Pesticide Effects

Researchers want to know whether exposure to a neonicotinoid pesticide reduces honeybee survival rates.

They take two groups of bees raised under identical conditions:

Control Group \(A\): \(200\) bees with no pesticide exposure, where \(172\) survived; \[p_A = \frac{172}{200} = 0.86\]
Treatment Group \(B\): \(200\) bees exposed to the pesticide, where \(140\) survived; \[p_B = \frac{140}{200} = 0.70\]

Research questions:

Is there a real difference of proportions between the groups of is it just by chance?
Is the lower survival rate in the treatment group a real biological effect of the pesticide, or just due to sampling variability?

\(\star\) These two questions talks about the same goal of the experiment but with different approaches. The 1st question relates to confidence intervals, while the second question relates to hypothesis testing.

Parameter and Point Estimate

We would like to estimate the difference of proportions between the control group and treatment group.

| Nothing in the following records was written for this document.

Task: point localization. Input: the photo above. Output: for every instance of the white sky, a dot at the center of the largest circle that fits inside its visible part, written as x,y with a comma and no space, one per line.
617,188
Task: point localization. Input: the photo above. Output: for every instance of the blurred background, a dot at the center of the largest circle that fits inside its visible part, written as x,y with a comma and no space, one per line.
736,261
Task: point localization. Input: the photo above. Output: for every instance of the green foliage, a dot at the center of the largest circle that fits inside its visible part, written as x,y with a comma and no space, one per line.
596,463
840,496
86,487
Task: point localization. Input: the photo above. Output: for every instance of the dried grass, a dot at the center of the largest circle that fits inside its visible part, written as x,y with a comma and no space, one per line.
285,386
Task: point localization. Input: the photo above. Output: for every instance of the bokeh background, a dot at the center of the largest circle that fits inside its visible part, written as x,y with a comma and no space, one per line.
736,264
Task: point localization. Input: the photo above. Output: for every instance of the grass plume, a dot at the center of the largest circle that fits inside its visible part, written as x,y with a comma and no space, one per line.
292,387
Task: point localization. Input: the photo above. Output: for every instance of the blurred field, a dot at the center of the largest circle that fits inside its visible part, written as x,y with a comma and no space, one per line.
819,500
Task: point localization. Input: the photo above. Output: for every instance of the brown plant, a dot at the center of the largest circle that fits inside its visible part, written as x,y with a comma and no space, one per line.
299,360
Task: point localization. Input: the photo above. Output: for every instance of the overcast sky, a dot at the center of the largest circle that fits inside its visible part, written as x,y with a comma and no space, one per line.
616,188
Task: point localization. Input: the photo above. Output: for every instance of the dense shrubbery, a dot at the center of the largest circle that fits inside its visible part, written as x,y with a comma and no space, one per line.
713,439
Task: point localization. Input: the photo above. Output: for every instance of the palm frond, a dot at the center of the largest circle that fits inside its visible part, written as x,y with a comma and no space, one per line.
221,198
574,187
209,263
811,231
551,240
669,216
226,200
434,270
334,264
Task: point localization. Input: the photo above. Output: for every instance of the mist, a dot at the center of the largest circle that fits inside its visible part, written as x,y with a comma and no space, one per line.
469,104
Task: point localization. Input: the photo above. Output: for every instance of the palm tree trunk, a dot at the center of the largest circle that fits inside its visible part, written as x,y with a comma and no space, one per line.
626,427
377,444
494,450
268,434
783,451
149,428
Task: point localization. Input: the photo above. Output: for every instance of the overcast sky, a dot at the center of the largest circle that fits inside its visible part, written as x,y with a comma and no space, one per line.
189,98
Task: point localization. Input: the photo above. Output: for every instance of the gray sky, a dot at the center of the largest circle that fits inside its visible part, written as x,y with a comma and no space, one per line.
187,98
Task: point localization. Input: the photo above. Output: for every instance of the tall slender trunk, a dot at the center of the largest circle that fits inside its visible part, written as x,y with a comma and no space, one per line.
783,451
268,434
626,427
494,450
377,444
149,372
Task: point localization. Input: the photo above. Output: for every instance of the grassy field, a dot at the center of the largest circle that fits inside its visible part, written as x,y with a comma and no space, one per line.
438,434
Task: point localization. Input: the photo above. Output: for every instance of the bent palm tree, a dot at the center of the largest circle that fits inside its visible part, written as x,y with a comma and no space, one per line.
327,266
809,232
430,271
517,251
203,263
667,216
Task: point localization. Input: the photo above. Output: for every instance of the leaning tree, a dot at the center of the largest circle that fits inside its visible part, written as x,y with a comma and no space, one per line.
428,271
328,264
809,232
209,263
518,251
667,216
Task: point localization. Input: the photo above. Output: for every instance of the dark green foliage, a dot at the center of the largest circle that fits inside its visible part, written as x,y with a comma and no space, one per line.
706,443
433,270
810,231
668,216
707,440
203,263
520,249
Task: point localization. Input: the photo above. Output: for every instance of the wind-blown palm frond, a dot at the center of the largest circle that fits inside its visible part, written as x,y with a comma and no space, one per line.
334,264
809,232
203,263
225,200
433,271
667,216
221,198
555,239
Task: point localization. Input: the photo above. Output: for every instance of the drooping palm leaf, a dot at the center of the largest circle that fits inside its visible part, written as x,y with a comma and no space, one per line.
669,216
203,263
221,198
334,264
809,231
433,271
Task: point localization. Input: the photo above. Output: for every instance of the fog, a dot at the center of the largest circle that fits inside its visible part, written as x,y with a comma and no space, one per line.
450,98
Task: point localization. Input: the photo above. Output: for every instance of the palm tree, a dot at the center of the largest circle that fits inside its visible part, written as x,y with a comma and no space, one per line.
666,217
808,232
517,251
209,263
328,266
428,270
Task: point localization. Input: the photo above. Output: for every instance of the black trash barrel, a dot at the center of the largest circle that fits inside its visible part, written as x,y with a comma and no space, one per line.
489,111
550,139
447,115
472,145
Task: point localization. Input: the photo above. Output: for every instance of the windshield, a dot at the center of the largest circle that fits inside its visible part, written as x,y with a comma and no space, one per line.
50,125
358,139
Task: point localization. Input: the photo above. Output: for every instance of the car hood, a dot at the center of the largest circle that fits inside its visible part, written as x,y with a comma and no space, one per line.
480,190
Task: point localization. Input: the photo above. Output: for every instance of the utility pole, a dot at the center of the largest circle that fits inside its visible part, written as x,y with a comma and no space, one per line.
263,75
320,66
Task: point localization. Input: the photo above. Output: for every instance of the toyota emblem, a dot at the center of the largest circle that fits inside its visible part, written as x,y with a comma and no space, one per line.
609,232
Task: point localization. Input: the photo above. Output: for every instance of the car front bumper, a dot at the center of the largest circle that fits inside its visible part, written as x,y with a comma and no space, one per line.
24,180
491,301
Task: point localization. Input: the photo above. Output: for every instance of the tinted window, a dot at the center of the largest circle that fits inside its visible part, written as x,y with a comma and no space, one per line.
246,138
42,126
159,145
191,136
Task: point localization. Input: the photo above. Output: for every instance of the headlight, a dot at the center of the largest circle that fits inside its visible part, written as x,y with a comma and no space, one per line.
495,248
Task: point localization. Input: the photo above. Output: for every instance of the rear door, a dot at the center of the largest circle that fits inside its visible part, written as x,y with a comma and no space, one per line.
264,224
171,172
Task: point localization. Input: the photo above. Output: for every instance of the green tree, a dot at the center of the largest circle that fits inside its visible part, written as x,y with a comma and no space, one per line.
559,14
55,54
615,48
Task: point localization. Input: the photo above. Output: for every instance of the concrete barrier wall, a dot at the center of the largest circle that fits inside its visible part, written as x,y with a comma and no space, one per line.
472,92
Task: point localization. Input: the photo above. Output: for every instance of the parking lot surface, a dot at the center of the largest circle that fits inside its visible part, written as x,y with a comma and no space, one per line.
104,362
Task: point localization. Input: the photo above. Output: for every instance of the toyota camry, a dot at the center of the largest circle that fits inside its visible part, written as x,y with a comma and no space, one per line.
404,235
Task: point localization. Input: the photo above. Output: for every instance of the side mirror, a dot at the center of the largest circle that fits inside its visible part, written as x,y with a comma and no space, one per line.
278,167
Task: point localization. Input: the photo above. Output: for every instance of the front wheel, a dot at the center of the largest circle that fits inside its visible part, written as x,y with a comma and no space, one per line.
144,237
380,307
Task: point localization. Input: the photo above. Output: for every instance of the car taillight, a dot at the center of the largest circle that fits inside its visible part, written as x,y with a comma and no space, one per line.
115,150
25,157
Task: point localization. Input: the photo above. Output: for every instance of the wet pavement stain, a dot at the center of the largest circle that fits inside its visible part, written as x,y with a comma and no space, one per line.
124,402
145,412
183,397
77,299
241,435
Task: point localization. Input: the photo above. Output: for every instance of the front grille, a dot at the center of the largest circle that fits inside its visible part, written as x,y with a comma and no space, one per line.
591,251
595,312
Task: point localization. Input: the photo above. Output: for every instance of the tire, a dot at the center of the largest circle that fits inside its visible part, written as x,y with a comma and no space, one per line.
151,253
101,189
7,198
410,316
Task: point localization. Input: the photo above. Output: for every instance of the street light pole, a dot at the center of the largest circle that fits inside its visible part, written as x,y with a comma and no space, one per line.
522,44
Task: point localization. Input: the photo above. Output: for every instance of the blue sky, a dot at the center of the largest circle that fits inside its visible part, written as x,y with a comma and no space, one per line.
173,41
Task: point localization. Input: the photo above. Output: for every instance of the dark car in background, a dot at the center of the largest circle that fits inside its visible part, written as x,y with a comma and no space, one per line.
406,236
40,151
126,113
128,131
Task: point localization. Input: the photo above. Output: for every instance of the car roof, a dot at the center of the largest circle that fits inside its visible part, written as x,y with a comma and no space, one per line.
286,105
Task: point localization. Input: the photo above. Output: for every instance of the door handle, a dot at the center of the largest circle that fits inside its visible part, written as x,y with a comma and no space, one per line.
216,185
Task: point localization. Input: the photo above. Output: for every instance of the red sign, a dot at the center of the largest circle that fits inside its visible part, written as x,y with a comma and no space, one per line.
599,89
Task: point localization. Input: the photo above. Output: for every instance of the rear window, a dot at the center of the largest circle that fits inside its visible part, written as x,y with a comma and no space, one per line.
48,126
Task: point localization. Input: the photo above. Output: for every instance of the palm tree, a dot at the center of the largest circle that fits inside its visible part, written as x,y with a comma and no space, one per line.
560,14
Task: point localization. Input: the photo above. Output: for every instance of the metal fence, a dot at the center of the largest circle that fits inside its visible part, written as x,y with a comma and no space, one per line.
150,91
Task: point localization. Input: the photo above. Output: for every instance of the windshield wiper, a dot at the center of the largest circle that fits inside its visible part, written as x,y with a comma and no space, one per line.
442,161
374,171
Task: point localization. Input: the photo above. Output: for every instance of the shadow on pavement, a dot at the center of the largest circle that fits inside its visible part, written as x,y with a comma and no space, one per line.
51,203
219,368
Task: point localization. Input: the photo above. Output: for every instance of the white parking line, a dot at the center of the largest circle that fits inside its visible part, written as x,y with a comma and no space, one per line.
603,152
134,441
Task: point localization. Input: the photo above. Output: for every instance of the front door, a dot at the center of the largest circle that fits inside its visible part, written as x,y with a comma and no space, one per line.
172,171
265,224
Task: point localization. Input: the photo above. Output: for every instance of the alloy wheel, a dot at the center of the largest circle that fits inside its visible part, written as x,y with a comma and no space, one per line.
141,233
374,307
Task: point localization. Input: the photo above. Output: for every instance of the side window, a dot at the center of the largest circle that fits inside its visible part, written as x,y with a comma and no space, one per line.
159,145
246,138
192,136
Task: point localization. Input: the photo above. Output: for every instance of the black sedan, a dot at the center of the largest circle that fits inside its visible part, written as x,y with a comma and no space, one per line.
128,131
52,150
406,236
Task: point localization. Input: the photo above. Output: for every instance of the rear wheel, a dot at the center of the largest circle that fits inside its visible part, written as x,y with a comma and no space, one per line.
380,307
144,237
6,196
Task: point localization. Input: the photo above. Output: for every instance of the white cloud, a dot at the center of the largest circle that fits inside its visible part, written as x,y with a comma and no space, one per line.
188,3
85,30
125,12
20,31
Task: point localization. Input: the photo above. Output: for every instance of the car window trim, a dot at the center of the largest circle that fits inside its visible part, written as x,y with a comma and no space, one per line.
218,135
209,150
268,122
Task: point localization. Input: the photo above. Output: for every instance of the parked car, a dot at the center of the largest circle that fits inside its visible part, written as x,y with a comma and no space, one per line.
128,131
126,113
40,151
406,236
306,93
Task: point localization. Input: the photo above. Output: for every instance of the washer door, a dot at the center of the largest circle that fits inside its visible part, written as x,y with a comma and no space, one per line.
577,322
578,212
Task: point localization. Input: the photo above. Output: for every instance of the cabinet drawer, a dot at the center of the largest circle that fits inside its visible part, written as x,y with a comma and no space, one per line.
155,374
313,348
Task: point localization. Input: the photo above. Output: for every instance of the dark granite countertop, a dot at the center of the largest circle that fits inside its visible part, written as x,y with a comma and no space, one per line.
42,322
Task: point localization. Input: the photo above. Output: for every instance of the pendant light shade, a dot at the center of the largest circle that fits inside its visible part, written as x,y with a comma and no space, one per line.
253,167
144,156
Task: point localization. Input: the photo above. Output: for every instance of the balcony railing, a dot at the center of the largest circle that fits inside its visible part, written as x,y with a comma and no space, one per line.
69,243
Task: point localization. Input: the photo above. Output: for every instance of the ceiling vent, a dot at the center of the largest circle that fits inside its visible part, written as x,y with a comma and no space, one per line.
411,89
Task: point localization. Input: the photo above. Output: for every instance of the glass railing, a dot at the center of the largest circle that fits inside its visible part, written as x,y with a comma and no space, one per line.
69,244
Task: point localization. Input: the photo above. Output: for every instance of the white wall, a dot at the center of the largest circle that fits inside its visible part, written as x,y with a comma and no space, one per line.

What are the parameter of interest and the point estimate?

Parameter of interest:

The difference of the true proportions of the treatment and control groups. \[p_B - p_A\]

Point estimate:

Difference of proportion of the sampled treatment and control groups. \[\hat{p}_B - \hat{p}_A\]

Inference of Two Proportions

What is the true difference in proportions between the treatment and control groups?

Confidence Interval:

We can answer this research question using a confidence interval.
In general, confidence interval are written as \[\text{point estimate} \pm z^* \cdot \text{SE}.\]

Sampling distribution:

Assuming CLT, the sampling distribution of the difference of two proportions is a normal distribution with center \(\hat{p}_B - \hat{p}_A\), which is the point estimate.
Standard error (SE) of a difference of two proportions will be determined by assuming that we can approximate a binomial with a normal distribution as long CLT conditions hold.

CLT for Two Proportions

We can use the normal approximation of the Binomial to simplify the sampling distribution of the difference of two sample proportions.

CLT Conditions:

Each sample is independent
Identically distributed observations with fixed population parameters \(p_A\) and \(p_B\)
Both population distributions have finite variances \(p_A(1-p_A)\) and \(p_B(1-p_B)\)
At least \(10\) “success” and \(10\) “failure” for both groups \(A\) and \(B\)

\(\star\) Having \(10\) as the minimum number of “success” and “failure” is a rule of thumb, but if more samples can be obtained, the better.

Normal approximation:

Difference for two sample proportions will be nearly normally distributed with: \[ \begin{aligned} \overline{x} & \approx \hat{p}_B - \hat{p}_A \\ s^2 & \approx \hat{p}_A(1-\hat{p}_A) + \hat{p}_B(1-\hat{p}_B) \end{aligned} \]

Standard error:

The general formula for the standard error (assuming CLT) is \[SE = \frac{s}{\sqrt{n}}.\]
So, for two proportions, the standard error is \[ \begin{aligned} SE_{\hat{p}} & = \frac{\sqrt{\hat{p}_A(1-\hat{p}_A)}}{\sqrt{n}} + \frac{\sqrt{\hat{p}_B(1-\hat{p}_B)}}{\sqrt{n}} \\ SE_{\hat{p}} & = \sqrt{\frac{\hat{p}_A \left( 1-\hat{p}_A \right)}{n_A} + \frac{\hat{p}_B \left( 1-\hat{p}_B \right)}{n_B}} \end{aligned} \]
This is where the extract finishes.